Mercury's proximity to the Sun means exposed equator surfaces can reach more than 600C; and yet there may be water-ice at the poles in craters that are in permanent shadow.

It is so dense for its size that more than two-thirds of the body has to be made of an iron-metal composition.

Mercury also retains a magnetic field, something which is absent on Venus and Mars.

In addition, the planet is deeply scarred, not just by impact craters and volcanic activity but through shrinkage; the whole body has reduced in size through Solar System history.

And Mercury fascinates because it may be our best guide to what some of the new planets might be like that are now being discovered around distant suns.

Many of these worlds also orbit very close in to their host stars.
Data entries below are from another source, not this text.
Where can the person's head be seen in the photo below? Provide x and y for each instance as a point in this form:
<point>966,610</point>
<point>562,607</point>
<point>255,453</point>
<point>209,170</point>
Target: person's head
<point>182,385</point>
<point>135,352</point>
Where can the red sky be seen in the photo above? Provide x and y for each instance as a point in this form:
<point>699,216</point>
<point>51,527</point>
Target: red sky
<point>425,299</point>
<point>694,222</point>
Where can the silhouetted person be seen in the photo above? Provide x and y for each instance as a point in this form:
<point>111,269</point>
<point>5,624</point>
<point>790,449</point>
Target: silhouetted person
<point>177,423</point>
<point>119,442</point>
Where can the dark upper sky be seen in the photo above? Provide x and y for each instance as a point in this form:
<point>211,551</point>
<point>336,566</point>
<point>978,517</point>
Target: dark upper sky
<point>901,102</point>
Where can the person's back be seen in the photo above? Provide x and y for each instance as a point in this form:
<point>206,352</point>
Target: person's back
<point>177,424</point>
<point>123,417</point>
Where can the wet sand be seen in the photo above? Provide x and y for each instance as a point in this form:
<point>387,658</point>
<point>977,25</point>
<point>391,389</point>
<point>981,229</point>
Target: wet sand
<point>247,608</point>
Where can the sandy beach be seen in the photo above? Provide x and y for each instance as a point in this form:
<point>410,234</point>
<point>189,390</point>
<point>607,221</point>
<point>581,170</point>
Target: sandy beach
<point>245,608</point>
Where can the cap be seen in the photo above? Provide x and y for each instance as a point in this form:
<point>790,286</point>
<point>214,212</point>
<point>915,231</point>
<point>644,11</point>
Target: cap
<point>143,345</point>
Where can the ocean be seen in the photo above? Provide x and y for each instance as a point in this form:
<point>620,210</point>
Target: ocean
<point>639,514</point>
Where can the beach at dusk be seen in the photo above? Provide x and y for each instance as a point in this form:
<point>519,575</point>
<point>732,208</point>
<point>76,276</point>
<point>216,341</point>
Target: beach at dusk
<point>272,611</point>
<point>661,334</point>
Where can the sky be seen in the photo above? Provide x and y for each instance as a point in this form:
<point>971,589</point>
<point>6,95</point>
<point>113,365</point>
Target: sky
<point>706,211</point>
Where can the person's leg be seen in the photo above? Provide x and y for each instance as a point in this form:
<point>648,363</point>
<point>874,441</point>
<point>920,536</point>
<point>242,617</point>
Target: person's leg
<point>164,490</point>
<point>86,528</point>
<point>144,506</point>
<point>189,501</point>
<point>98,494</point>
"We'll be looking at the composition of the planet and how it ended up so dense, and what planetary formation processes gave rise to the high fraction of core," said Dr Solomon

"The answer to that question lies in the composition of the surface that we can sense remotely from orbit, but we need time in orbit to do that.

"We'll also be taking more images, but images at higher resolution and in optimum lighting compared with the conditions we had during the flybys."

Others to follow

Key to the success of the whole endeavour will be maintaining the health of Messenger in the harsh conditions it will experience.

"The sunshade is made of a ceramic material that keeps the heat on the outside of the spacecraft from getting on the inside," explained Eric Finnegan, who is affiliated to the Johns Hopkins University Applied Physics Laboratory (APL).

"We also had to develop thermal protection for the solar arrays. We still need to generate power but we had to make sure the solar arrays themselves wouldn't melt. So, we built a solar panel that's only populated with one-third solar cells. The other two-thirds of the panel are basically mirrors to reflect the sunlight off of the panels."

The spacecraft is scheduled to remain in orbit for a year, allowing the probe to fly around Mercury 730 times.

If Messenger stays in good health and the funding permits, a one-year mission extension is likely to be granted.

The European and Japanese space agencies (Esa and Jaxa) are also sending a mission to Mercury this decade.

BepiColombo consists of two spacecraft - an orbiter for planetary investigation, led by Esa, and one for magnetospheric studies, led by Jaxa.

Dr Solomon says there will be plenty left for the duo to do and discover when they get to the innermost planet.

"We'll be collecting global data on the surface, on the interior, on the atmosphere, on the magnetosphere - but we're not going to answer all the questions; we're going to raise new ones," he told BBC News. "There's going to be ample opportunity for follow-on missions."